Joe Biden’s punitive tariff policy harms its own citizens – economy

When the presidential candidate Joe Biden was asked in 2020 what he intends to do with the punitive tariffs that Prime Minister Donald Trump had imposed on imports from China in the event of his election, his answer left nothing to be desired in terms of clarity: the tariffs, according to Biden, were essentially Complete botch, because in truth they burdened the buyers of the goods in the USA more than the manufacturers in China. They should therefore be abolished.

That analysis was correct then, and it is a year after Biden took office – which begs the question of why the tariffs are still in force then. The answer is sobering: Because Biden has made a truly breathtaking turnaround. It is true that he is cosmopolitan and less clumsy than Trump. In the matter, however, he has adopted his political approach, according to which punitive tariffs are an effective means of exerting pressure on economic policy. Biden’s trade policy, a US political scientist recently wrote, is a kind of “Trumpism with a human face”.

Now, of course, it is not wrong with China, after all, the commercial communists in Beijing also whistle about any trade rules that stand in the way of their economic expansion efforts. In addition, Biden has just lifted the tariffs on steel and aluminum deliveries from the EU that Trump had imposed. Doesn’t that show that his approach is much more nuanced?
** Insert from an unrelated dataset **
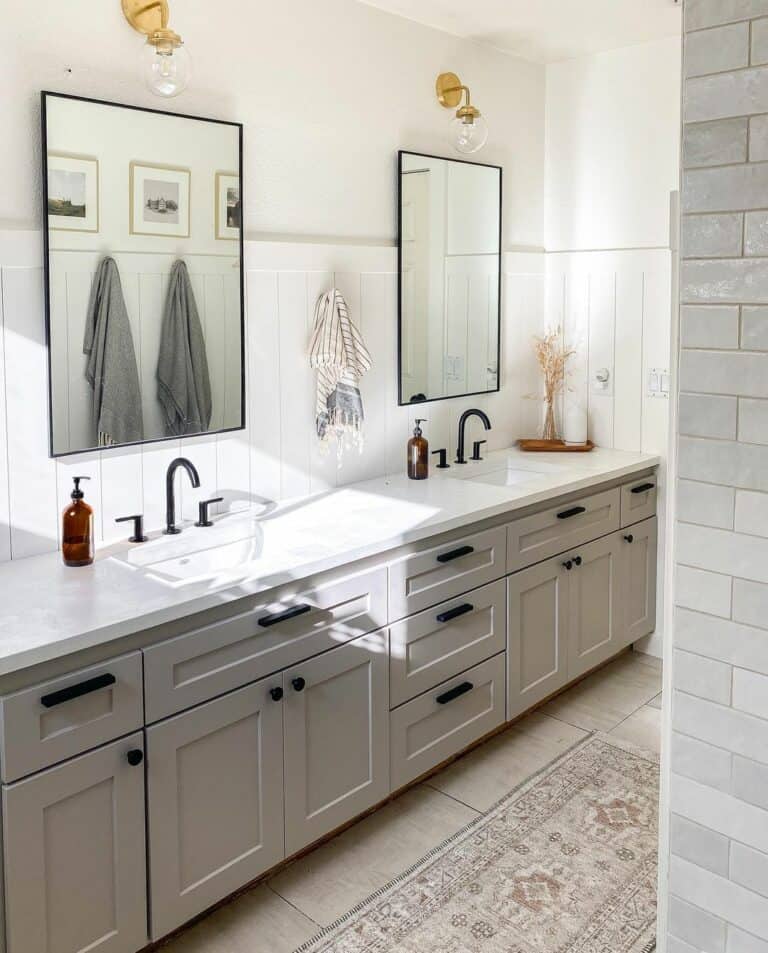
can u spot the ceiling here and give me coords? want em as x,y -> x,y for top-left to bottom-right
357,0 -> 682,64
Yes and no. The incumbent US president is undoubtedly three classes smarter than his predecessor, who thought it was an ingenious strategy to take on the whole world at the same time. And yet the treaty with the EU does not contradict the thesis that Biden is copying Trump’s trade policy, it even proves it: because the tariffs are suspended in order to lower the costs for US importers. But this only applies as long as European steel companies do not deliver more to the USA than the politicians in Washington state.
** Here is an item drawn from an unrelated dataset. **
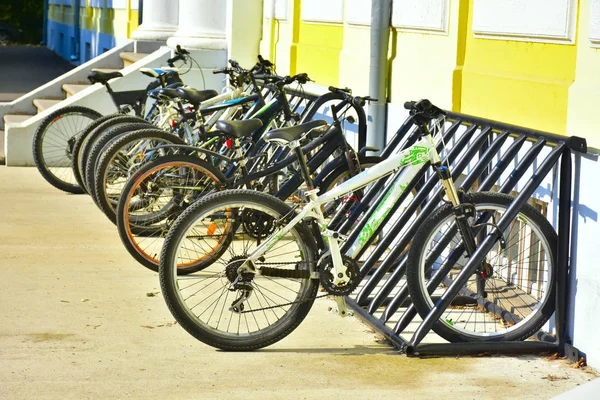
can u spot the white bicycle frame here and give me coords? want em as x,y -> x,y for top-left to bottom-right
242,130 -> 459,312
Free trade has lifted hundreds of millions of people out of poverty

It has little to do with the free trade idea that Europe and the United States have tried for decades to establish as the preferred model of collective management in the world. Instead, it is replaced by a system that the Americans call “managed trade” – an order in which supply and demand, not prices and long-term business relationships, decide what is shipped where, but bureaucrats, quotas and Excel- Tables.

In order not to be misunderstood: free trade and division of labor are not ends in themselves. They have to serve the people and need clear guard rails. They must stand behind fighting climate change, child labor and exploitation, and they must not result in a country missing penny items like face masks and surgical gowns during a pandemic.
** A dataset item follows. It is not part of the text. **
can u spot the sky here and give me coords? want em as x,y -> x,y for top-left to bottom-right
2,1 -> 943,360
But Biden is only marginally interested in all of this. Instead of making his own population fit for the jobs of the future with the help of courageous school and training reforms, he uses Trumpian extortion methods to protect the domestic economy from annoying competition from abroad. It is not only harming US consumers by reducing supply and driving up prices. Rather, it is also employing a strategy that has repeatedly proven useless over the past few decades. This applies to the attempt to protect the domestic cotton industry from foreign competition with tariffs as well as to the helpless efforts to keep Japanese cars out of the US market.

Free trade has its pitfalls, it can threaten jobs and promote exploitation. But at the same time he is that Global economic principle that has freed hundreds of millions of people in Latin America and Asia from hunger and poverty over the decades. It is true that the work on stable guard rails and on ever better social, labor and environmental standards will never end. But it can only succeed if the EU, and above all the USA, take the lead in the movement instead of sneaking around Trump’s poison cabinet.